Начнём, благословясь. Севастополь. Пироговка. Акации с шипами, роскошными, как оленьи рога, двухэтажные дома из инкерманского камня. Мне одиннадцать лет. Пыльные сандалии, просторные синие трусы, оббитые ороговевшие коленки. В одном из дворов — налитый до краёв бассейн: круглый, метровой высоты. Зачем он там, сказать трудно. Видимо, на случай пожара. Для купания грязноват, а запускать кораблики — в самый раз. Шагах в десяти от меня на бетонной (а может, кирпичной, но оштукатуренной) стенке бассейна, стоя на коленях, пытается достать прутиком свою парусную дощечку самый младший из нашей оравы — девятилетний Вовка Брехун. Кличка обидная и несправедливая. Плакса, ябеда, маменькин сынок, но почему Брехун? Уж кто горазд врать — так это я. Приехал из Оренбурга и пользуюсь этим вовсю: рассказываю взахлёб, как плавал по Уралу в прозрачной подводной лодке и ловил под землёй недобитых фашистов. Поди проверь!

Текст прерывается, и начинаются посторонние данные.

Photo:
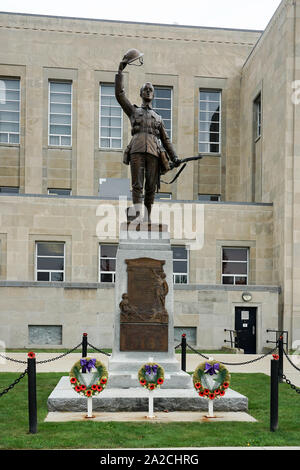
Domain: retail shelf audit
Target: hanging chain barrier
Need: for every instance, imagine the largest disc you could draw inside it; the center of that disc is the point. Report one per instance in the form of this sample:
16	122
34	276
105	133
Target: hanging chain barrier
287	381
44	361
292	364
99	350
235	363
11	386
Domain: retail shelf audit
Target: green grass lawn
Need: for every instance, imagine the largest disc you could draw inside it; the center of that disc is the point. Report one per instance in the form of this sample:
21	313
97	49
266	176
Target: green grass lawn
14	422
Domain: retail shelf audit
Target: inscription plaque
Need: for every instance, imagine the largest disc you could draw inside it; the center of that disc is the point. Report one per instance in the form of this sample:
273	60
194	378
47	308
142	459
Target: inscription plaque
143	316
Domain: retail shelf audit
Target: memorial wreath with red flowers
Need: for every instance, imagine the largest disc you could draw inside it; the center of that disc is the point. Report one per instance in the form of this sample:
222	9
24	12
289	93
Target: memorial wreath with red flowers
211	380
88	377
151	376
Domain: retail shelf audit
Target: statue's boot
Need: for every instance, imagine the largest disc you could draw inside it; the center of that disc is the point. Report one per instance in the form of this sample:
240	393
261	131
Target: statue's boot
134	214
147	213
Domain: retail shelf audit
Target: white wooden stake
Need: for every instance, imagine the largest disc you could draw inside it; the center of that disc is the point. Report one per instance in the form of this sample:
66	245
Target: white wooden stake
150	405
90	407
210	408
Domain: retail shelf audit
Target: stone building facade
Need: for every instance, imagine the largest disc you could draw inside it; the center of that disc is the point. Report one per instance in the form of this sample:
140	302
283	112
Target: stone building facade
229	94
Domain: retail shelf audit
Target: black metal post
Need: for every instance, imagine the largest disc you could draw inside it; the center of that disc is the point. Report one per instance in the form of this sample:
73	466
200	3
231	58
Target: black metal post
183	352
32	408
84	345
280	352
274	396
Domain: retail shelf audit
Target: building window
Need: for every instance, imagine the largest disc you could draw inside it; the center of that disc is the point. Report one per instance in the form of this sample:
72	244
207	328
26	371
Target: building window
59	192
45	334
235	265
60	113
9	189
180	265
50	261
162	196
107	258
257	117
209	197
210	121
162	105
111	121
9	111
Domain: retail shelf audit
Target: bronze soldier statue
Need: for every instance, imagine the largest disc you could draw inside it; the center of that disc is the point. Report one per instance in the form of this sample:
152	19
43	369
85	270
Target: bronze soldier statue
149	143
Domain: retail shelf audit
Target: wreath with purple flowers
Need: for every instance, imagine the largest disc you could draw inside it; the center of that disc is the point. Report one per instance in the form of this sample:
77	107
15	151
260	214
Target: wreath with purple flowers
211	380
88	377
151	375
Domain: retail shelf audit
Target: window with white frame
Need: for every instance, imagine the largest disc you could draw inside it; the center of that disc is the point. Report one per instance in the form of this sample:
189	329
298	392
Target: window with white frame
9	111
235	265
50	261
60	113
209	197
59	192
210	121
110	119
257	116
107	262
180	265
162	105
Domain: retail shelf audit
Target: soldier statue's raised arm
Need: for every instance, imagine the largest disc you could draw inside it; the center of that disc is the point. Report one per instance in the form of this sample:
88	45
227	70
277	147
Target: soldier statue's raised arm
148	143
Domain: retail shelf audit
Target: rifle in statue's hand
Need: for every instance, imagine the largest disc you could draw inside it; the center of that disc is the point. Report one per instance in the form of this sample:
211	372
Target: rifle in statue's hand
180	162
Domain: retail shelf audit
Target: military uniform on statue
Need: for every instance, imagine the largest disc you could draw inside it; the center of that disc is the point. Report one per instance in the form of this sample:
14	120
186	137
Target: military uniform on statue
146	152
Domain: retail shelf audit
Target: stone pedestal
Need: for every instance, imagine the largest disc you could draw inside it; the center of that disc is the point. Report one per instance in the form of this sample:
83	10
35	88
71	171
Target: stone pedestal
147	245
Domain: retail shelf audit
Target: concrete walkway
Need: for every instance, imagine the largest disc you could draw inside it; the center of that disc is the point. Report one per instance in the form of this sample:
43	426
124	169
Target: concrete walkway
65	363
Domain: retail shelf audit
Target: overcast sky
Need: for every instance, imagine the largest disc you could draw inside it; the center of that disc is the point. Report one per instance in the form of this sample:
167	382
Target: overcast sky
244	14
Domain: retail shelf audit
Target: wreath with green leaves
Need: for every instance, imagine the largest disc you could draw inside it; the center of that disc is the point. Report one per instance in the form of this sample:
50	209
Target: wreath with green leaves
151	376
211	380
88	377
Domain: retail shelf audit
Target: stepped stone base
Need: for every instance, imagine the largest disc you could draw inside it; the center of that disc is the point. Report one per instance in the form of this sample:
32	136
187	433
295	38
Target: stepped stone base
123	371
64	398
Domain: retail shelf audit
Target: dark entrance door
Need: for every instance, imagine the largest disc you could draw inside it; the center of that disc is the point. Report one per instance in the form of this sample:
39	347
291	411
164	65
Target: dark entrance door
245	326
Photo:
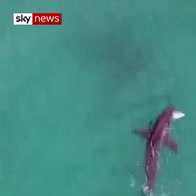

Однако разнузданное воображение ни у кого из пацанов протеста не вызывает, поэтому прозвище у меня вполне уважительное — Аримбург (орфография выверена по надписи на асфальте). И вот, силясь дотянуться прутиком до кораблика, Вовка Брехун внезапно теряет равновесие и летит торчмя головой в мутный желтоватый с прозеленью омут. Оторопь, затем восторг. Мальчишеский, злорадный. Ох, достанется сегодня Брехуну! Ему ж мамочка к бассейну близко подходить не разрешает… Однако дальше происходит нечто странное. Вместо грязной и мокрой головы на поверхность выскакивает ступня в сандалии, потом другая — и они как-то вяло принимаются шлёпать по воде. Что он делает, дурак! Ему же достаточно нащупать ногами дно и встать. Глубина, повторяю, метр. Почему я не бросаюсь на помощь? А чёрт его знает! То ли срабатывает родительский запрет на купание в бассейне, где «всякая зараза плавает», то ли боязнь проявить героизм без санкции старших. Кроме того, не следует забывать, что Брехун — наименее значительное лицо в нашей компании, которого как-то и спасать неловко. Впрочем остальные ведут себя не лучше. Кричать, правда, кричим, но скорее ликующе, чем испуганно:
— Брехун тонет!..
Потом на бетонную стенку вспрыгивает рослый парень в светлых отутюженных брюках, белой рубашке, туфлях. Должно быть, за ним наблюдает его девушка, поскольку всё, что он делает дальше, красиво до невозможности. Чётко, как на соревнованиях по плаванию, он приседает, отведя руки назад, затем вонзается в воду «щучкой», хотя при его росте разумнее просто слезть в бассейн. Чудом не вписавшись в дно, выпрямляется, весь мокрый, весь в какой-то дряни, и на руках его тряпично обвисает наш утопленник.